The appraiser is now free to perform his evaluation in an ivory tower, unencumbered by the incentive-laden hands that would pull at him to bring in a value reflective of the sales price.
By using the veto power of the underwriter review, banks may demand that an appraisal which came in at value be reworked to use different comps or adjustments made to the physical attributes of the house that they dispute (square footage adjustments, etc). They may demand that adjustments (downgrades) be made for market trends, etc.
In short, some bean counter in an office in South Dakota is dictating the final version of the appraisal to the licensed professional who has actually physically viewed, measured, photographed and evaluated the property.
What? Really... (you are thinking)....YEP.
This is how appraisals that initially come in at $400,000, only to get knocked down to $350,000 upon underwriter review. And when that happens? You get to appeal the appraisal … to the very institution responsible for the final disparity in value.
Akin to taking one’s death sentence appeal to the hangman himself. Good luck with that!
Appraisers have little choice but to comply if they want to keep their accounts with the big banks in good standing. Further, until the underwriter signs off on the appraisal, it really doesn’t matter what value is reflected in it. He decides the house isn’t worth what you are paying for it, your loan is compromised. Unless the seller agrees to sell the property to you at the reduced price (unlikely in a market that is now generating bidding wars) or you have additional cash to plunk down to make up the difference, you are out the cost of the appraisal, inspections and emotional investment in the property.
What’s the best way to insulate yourself from the risk of an appraisal fiasco?
1. Be cautious of inflating offers too much with the addition of seller’s concessions. If the comparison homes used in an appraisal are in tight supply, the concessions may create a problem with loan to value.
2. Also be cautious of including a large value of personal property in the sale of the home such as dining room sets and other expensive personal items.
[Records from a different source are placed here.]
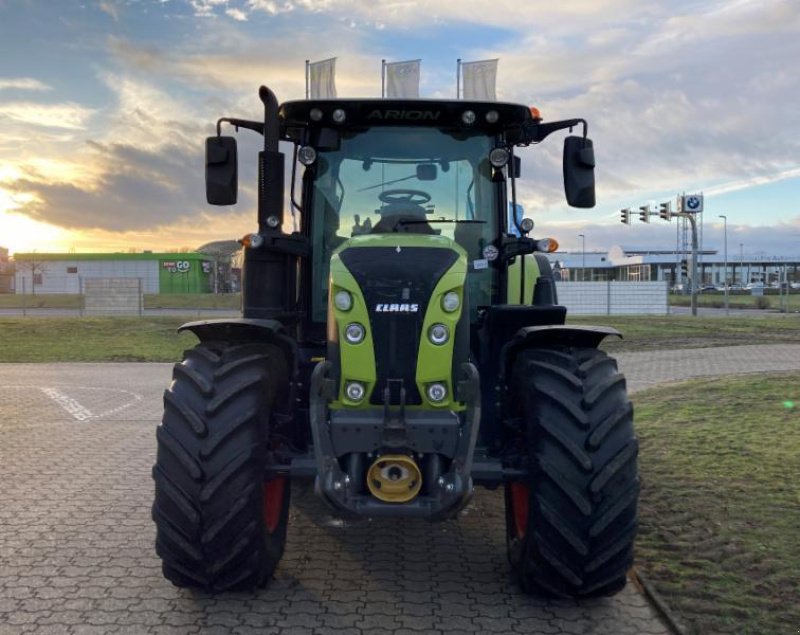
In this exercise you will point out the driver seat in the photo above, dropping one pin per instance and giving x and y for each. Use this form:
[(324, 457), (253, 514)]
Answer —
[(393, 224)]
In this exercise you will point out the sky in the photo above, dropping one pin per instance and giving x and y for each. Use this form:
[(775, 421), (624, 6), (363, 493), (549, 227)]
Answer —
[(104, 106)]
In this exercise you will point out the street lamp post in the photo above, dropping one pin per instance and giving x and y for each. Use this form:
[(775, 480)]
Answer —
[(725, 275), (741, 264)]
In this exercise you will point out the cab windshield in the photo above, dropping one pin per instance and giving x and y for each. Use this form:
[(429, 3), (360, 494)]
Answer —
[(415, 180)]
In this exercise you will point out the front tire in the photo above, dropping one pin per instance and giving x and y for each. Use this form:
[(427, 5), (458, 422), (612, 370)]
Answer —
[(570, 527), (220, 525)]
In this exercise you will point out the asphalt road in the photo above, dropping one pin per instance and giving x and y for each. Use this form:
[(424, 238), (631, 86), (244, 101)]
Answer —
[(77, 445)]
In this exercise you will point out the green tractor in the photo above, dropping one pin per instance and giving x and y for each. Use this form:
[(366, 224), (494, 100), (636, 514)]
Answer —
[(403, 345)]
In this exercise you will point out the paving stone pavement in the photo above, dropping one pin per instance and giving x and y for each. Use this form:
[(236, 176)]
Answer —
[(76, 541)]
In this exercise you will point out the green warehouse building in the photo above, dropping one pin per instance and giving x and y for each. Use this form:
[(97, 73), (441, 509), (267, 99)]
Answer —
[(159, 272)]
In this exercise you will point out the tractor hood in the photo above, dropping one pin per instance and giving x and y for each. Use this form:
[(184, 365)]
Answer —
[(397, 283)]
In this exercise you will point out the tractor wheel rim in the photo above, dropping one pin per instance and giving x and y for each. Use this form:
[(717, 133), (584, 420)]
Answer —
[(273, 502), (519, 507)]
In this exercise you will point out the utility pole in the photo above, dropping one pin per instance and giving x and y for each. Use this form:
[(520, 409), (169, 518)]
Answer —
[(693, 223), (725, 275), (741, 264)]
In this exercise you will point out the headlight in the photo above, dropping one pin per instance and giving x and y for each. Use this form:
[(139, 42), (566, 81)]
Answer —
[(354, 390), (354, 333), (438, 334), (437, 392), (307, 155), (343, 300), (499, 157), (450, 301)]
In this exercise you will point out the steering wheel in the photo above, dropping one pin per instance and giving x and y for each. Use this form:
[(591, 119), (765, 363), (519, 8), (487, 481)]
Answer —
[(409, 197)]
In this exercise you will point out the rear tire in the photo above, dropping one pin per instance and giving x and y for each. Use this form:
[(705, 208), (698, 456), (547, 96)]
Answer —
[(220, 525), (570, 528)]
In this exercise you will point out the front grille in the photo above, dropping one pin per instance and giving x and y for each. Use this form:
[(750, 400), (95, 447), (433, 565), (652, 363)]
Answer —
[(406, 277)]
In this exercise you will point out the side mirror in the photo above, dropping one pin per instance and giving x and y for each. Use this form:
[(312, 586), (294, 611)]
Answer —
[(579, 172), (221, 171), (515, 215), (426, 172)]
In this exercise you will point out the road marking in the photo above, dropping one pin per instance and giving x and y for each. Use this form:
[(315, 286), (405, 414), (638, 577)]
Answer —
[(72, 406)]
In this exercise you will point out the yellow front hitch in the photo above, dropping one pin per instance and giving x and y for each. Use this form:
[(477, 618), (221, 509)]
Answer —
[(394, 478)]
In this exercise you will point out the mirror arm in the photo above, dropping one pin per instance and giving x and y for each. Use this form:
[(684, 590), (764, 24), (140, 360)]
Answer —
[(240, 123), (534, 131), (513, 246)]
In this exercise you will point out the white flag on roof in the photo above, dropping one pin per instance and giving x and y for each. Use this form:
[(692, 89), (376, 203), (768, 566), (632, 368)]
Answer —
[(322, 79), (402, 79), (479, 80)]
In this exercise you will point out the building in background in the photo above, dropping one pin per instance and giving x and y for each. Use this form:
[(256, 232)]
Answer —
[(6, 272), (159, 272), (648, 265)]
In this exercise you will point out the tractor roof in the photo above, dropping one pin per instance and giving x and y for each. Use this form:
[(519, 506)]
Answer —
[(488, 115)]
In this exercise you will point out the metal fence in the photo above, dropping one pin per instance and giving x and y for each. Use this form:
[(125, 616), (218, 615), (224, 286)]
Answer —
[(614, 298)]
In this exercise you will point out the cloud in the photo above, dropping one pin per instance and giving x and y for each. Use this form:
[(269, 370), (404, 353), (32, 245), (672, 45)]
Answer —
[(69, 116), (111, 9), (236, 14), (135, 189), (23, 83)]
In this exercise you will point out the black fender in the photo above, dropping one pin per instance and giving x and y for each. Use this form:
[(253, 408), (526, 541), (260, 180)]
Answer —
[(242, 330), (553, 335)]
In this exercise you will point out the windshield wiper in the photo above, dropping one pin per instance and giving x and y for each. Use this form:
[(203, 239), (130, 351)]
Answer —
[(412, 221), (384, 184)]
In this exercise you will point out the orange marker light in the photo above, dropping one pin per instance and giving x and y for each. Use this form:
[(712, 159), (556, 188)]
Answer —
[(547, 245), (252, 241)]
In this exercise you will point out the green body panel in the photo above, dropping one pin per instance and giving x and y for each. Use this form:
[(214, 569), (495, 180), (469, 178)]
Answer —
[(434, 363), (357, 360), (514, 278)]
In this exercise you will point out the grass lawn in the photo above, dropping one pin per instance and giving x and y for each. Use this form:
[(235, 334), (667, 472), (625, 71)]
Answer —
[(685, 331), (102, 339), (770, 300), (720, 507), (153, 339), (151, 301)]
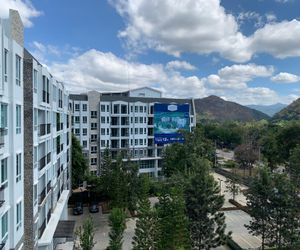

These items will be backed out of the appraisal value and may complicate matters.
3. The further the loan to value ratio gets pushed toward 100%, the greater the risk of appraisal issues. There is less “borrowers skin in the game” from the banks perspective.
4. Buying highly “unique” properties, such as over-improved homes or those with very few such as multiple dwelling structures on one lot can also be extremely difficult to find comps for. The appraiser may be put in a difficult position, unable to find comparisons that the bank will accept.
These are just some of the challenges to our new real estate economy. All the more reason to be guided by an experienced Realtor who can use their experience to navigate the experience as your advocate.